Di recente questa cosa sta diventando sempre più evidente: pur avendo ancora un fisico potente ed esplosivo, James oggi fatica un po’ di più a lanciarsi verso il canestro e a correre in transizione: «Non è mai stato così poco propenso ad arrivare al ferro. Non è mai stato più propenso a tentare un tiro da tre punti», ha sintetizzato Goldsberry, lasciando intendere che James sia diventato più prevedibile (ovviamente sempre in modo relativo, ricordando che rimane tutt’oggi un giocatore d’élite). Per anni James è stato il giocatore più difficile da marcare, per l’intensità e l’intelligenza con cui attaccava le difese avversarie: oggi non è più così.

Tutta la squadra sta risentendo delle sue difficoltà nel portare la palla con velocità nell’area avversaria, perché la sua aggressività e velocità offensive sarebbero fondamentali non solo per segnare direttamente un canestro, ma anche per concentrare su di sé le attenzioni della difesa avversaria e aprire quindi spazi per i compagni, da servire poi con i suoi passaggi illuminanti (è anche il quarto giocatore di sempre per assist fatti).

Stop that LeBron

È però in difesa, forse, che i quarant’anni di LeBron James cominciano a farsi sentire in modo maggiore. Nei 35 minuti di media (su 48) in cui c’è James, i Lakers sono la venticinquesima squadra del campionato (su 30) per valutazione difensiva, cioè per punti concessi agli avversari ogni 100 possessi; senza di lui sono la terza.

I Lakers sono una squadra che fatica a difendere in transizione, cioè quando perde palla e deve rientrare velocemente verso la sua metà campo: con LeBron James sono ancora peggio, per ora, ed è strano da immaginare per un giocatore che ha sempre avuto un rendimento eccellente in questo tipo di difesa.
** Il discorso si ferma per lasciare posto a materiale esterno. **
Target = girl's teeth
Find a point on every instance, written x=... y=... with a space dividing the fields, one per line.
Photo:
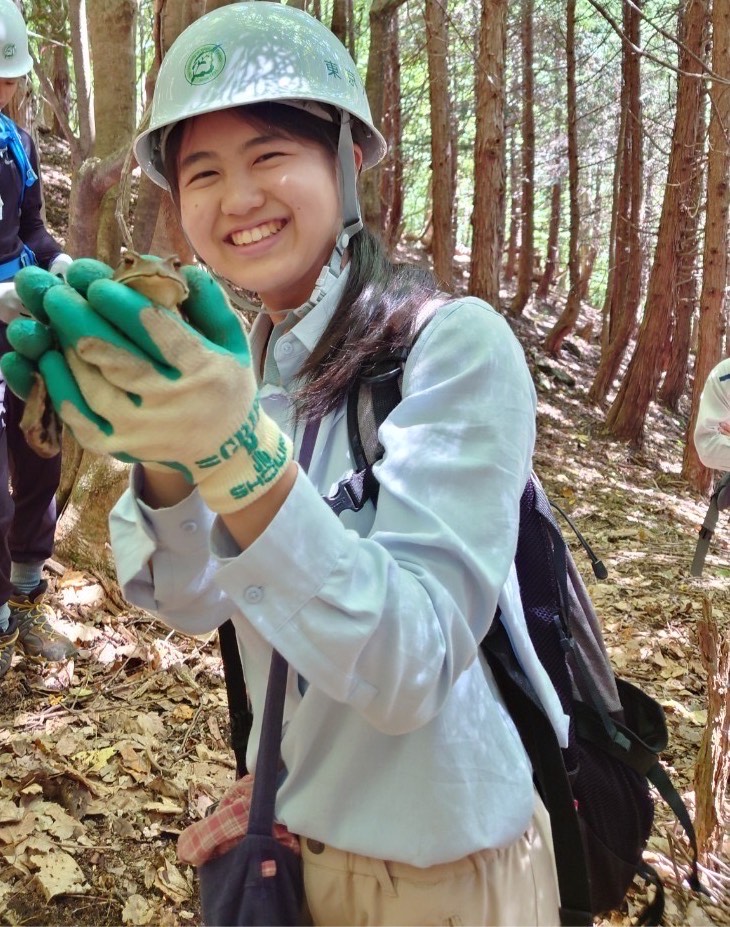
x=249 y=236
La sua singola azione forse più iconica è un ripiegamento difensivo, quello con cui stoppò il canestro di Andre Iguodala dei Golden State Warriors in un momento cruciale delle Finals del 2016, poi vinte dai Cleveland Cavaliers (la squadra di James).

«La difesa in transizione è una vera seccatura, soprattutto a 39 anni, e un’altra manifestazione dell’età è che l’impegno di James in difesa è passato dall’essere affidabile a occasionale, in particolare nei contropiedi», si legge ancora su The Ringer. Secondo una statistica avanzata citata dal sito, James è stato un difensore “negativo” solamente in due stagioni, la prima in cui giocò in NBA e quella attuale; nel 2011-2012, quando giocava per i Miami Heat, fu il miglior difensore della lega in base a questo dato.

Nonostante tutto, LeBron James rimane uno dei giocatori più forti anche a livello assoluto, cioè senza tenere in conto che ha 40 anni. I Lakers hanno diverse cose che non vanno, ma hanno comunque vinto 17 partite su 30 giocate: sono sesti nella Western Conference, quindi pienamente in gioco per raggiungere i playoff (ci vanno otto squadre, le prime sei più le due vincenti del mini-torneo tra le squadre dalla settima alla decima). È anche ipotizzabile che, proprio considerata l’età e la meticolosa cura con cui affronta ogni dettaglio del suo allenamento, James stia provando a gestire le sue energie per arrivare in forma nei momenti decisivi della stagione. Non è detto, insomma, che i dati del suo impatto sulla squadra non migliorino nei prossimi mesi.

Soprattutto, James è forse il giocatore più rappresentativo e conosciuto dell’NBA, persino oggi che è invecchiato tanto da giocare assieme a suo figlio. Nella partita di Natale contro i Golden State Warriors, vinta dai Lakers per 115 a 113, James ha segnato 31 punti, ha fatto 10 assist e ha perso solamente una palla. Alla fine della partita, la più vista in tv negli Stati Uniti degli ultimi cinque anni tra quelle di stagione regolare, gli hanno chiesto cosa rendesse l’NBA speciale ancora oggi: «LeBron e Steph», ha risposto, riferendosi a se stesso e a Stephen Curry dei Golden State Warriors, avversario di tante partite importanti, tra cui quattro Finals consecutive tra il 2015 e il 2018.